Example: New York Times Executive Editor Bill Keller.
2. You are a conversationalist. This person has no regard for your presence on Twitter and will clog your feed with responses to other people's tweets. Don't try to follow that conversation, it probably started in the middle of something anyway.
Example: Kingston Alderman Tom Hoffay.
3. You are a one-way conversationalist. This person tweets to others, usually famous people. But the others never respond. You can find people in this category talking to walls on the street. Approach with caution.
Example: Ulster County Legislator Michael Madsen.
4. You are an unoriginal thinker. Tweeterers in this category tweet incredible deep and philosophical ideas that are not theirs. What they really are trying to tell you is that they are very intelligent because they ran into a quote on the internet. They also misquote the famous quotes. That's how they roll.
Example: Crazy Person.
5. You are a robot. You can have hours-long conversations with this person before you realize you've been speaking to an automated machine. You are lonely.
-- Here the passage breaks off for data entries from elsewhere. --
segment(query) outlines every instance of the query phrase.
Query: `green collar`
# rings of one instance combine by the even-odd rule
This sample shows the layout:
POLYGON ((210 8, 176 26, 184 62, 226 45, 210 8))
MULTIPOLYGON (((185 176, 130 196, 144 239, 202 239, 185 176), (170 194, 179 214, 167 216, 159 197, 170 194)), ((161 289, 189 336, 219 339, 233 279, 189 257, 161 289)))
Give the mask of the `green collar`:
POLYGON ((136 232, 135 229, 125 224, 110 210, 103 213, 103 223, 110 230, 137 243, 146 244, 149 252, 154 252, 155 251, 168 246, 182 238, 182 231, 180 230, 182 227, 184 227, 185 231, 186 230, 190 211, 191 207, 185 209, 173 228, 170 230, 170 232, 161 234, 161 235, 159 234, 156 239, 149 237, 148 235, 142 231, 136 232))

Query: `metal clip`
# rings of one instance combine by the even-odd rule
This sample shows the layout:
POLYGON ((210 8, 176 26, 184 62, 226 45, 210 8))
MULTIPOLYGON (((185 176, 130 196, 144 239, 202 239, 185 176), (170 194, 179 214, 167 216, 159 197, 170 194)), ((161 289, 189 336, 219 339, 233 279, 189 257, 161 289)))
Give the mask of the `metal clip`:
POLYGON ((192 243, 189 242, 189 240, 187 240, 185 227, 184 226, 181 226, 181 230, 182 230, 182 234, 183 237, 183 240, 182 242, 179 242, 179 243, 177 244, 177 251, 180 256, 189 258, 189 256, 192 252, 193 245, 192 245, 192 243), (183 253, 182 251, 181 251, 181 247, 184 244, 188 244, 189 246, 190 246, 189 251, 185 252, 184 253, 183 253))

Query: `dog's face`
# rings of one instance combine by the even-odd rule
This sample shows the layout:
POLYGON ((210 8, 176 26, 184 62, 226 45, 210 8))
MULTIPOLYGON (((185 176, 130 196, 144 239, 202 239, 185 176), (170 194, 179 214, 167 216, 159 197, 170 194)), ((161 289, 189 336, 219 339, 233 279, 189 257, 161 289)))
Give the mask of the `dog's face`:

Example: Jedi Master Yoda.
6. You are the person on Twitter who doesn't know how to use Twitter.This person is an avid user of 'copy and paste,' usually long links, without context, even though this person probably thinks that you should click on their impossibly long links. Another way this person uses the 140-character micro-blogging platform is to post something that is longer than 140 characters, defeating the purpose of Twitter. Don't try to reason with them, or they'll send you a long link.
Example: New York Assemblyman Marc Molinaro.
7. You are a shameless self-promoter. This person talks about what this person does. Everything else is not worthy, because you are a lowly life form not deserving of his or her attention. If you run into this person in real life, they're probably running around naked screaming: "LOOK AT ME!"
Example: U.S. Rep. Maurice Hinchey.
- 8. You have issues. This person probably has multiple personalities, and Twitter has allowed them to get split neatly into different avatars.
Example: The Daily Freeman News Cat.
9. You share too much. Tweeterers in this category post what they eat, listen to, wear, where they are, what they buy and probably post photos just to show the color of their secretions. They are that important.
Example: Charlie Sheen
10. You have a Twitter account that you barely use. You probably started using Twitter because someone told you you have to be there or someone created an account for you. Then it probably sat there for a year or two and now you only tweet here and there and when mean columnists anger you.
Example: Ulster County Legislator Jeanette Provenzano.
- For the record, yours truly is an oversharing, unoriginal, self-promoting conversationalist troll who has issues, doesn't know how to use Twitter and has one-way conversations with robots and people who barely use their accounts
- So which one are you? And what did I miss?